I’m sure everyone has heard someone say, “he got off on a technicality”. That technicality generally refers to a case or a charge being dismissed because someone’s Constitutional rights were violated. The Constitution exists to make sure law enforcement doesn’t over step their bounds. The by-product of this dynamic is that a violation of a person’s Constitutional rights occasionally leads to a case or a charge being dismissed. In essence, the Constitution doesn’t allow law enforcement to pull someone over or search their person without a reason. It also doesn’t allow them to search a car or a house without basis. In the end, these are just a few of the issues that could be front and center in your case.
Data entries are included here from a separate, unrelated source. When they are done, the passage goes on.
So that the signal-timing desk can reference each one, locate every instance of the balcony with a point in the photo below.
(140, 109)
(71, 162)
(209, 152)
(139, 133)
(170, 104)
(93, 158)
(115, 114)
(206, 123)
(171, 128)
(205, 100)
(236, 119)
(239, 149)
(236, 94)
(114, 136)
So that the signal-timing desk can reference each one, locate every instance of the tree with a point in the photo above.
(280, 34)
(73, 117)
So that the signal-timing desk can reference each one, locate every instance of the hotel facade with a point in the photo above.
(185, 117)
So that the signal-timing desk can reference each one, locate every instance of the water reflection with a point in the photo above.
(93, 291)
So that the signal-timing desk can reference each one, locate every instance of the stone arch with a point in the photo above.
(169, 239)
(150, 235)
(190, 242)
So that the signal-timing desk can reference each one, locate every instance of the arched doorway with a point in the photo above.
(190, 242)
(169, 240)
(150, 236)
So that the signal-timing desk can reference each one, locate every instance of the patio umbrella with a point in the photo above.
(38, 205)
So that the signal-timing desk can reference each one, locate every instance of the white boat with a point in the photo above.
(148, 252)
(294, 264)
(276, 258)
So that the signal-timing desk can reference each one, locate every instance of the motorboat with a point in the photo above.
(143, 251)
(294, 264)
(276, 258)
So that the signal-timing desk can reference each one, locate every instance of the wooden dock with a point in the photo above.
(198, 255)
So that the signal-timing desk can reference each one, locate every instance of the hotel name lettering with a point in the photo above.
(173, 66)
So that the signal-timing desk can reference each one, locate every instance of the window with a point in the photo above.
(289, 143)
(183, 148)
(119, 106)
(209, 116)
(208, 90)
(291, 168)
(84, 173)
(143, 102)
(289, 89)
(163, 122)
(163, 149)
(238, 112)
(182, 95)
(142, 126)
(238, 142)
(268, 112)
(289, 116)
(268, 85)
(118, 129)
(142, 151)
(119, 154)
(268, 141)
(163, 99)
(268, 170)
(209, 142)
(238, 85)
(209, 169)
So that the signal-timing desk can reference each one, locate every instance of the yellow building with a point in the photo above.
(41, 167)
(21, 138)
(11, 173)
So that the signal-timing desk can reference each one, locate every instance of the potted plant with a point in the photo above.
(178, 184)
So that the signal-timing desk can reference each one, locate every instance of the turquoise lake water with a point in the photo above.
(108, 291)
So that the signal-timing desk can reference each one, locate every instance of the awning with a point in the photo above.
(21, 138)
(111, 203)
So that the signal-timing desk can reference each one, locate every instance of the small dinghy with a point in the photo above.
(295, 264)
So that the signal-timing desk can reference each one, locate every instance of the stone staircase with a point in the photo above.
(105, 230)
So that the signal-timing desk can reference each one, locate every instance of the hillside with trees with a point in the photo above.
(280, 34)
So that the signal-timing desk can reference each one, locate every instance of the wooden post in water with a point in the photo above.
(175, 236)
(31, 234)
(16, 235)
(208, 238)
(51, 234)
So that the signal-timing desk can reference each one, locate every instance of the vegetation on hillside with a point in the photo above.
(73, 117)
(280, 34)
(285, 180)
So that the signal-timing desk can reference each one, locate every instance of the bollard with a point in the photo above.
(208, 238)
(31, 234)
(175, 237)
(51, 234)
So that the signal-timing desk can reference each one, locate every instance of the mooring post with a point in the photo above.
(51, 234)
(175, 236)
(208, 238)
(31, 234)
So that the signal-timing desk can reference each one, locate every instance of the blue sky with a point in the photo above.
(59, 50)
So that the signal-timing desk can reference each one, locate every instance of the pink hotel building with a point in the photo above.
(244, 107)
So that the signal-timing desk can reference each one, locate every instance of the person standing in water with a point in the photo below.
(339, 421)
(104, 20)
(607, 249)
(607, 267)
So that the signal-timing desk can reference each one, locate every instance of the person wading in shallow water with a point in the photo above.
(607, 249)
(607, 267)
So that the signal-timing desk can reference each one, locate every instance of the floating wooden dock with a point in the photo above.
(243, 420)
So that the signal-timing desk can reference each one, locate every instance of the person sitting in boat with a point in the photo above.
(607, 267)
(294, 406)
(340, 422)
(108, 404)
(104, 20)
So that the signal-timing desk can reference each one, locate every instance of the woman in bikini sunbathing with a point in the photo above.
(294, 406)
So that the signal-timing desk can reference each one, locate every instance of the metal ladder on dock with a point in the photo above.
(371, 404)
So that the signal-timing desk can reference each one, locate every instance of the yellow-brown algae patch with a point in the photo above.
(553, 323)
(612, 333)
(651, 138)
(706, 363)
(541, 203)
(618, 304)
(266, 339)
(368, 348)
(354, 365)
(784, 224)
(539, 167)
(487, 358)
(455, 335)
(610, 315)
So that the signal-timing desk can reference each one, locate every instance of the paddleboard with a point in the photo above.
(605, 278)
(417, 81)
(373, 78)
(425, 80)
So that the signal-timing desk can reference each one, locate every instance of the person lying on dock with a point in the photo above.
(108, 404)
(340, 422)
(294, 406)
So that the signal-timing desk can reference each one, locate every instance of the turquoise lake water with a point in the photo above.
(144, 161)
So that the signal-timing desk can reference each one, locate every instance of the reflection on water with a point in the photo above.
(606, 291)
It is important you and your attorney understand these issues as that understanding can be the difference between a conviction and incarceration and the charges being dismissed.
Possession with Intent to Deliver cases are rarely direct evidence cases. What that means is that they are more often than not proven through circumstantial evidence. Unlike direct evidence where someone testifies they observed something through one of their senses, circumstantial evidence requires the use of reason to tie one fact to another. It’s the difference between saying John Doe possessed the drug because I pulled them out of his pocket and saying John Doe possessed the drugs because these facts and circumstances point to him. Because most PWID cases are circumstantial, the devil is in the details. As a result, your attorney’s understanding of those details and their interplay with the law will often make or break your case.
As one might expect, this is not an exhaustive list of the things you should be aware of as you navigate through the judicial system with a charge relating to the possession of a controlled substance. However, it’s a good start.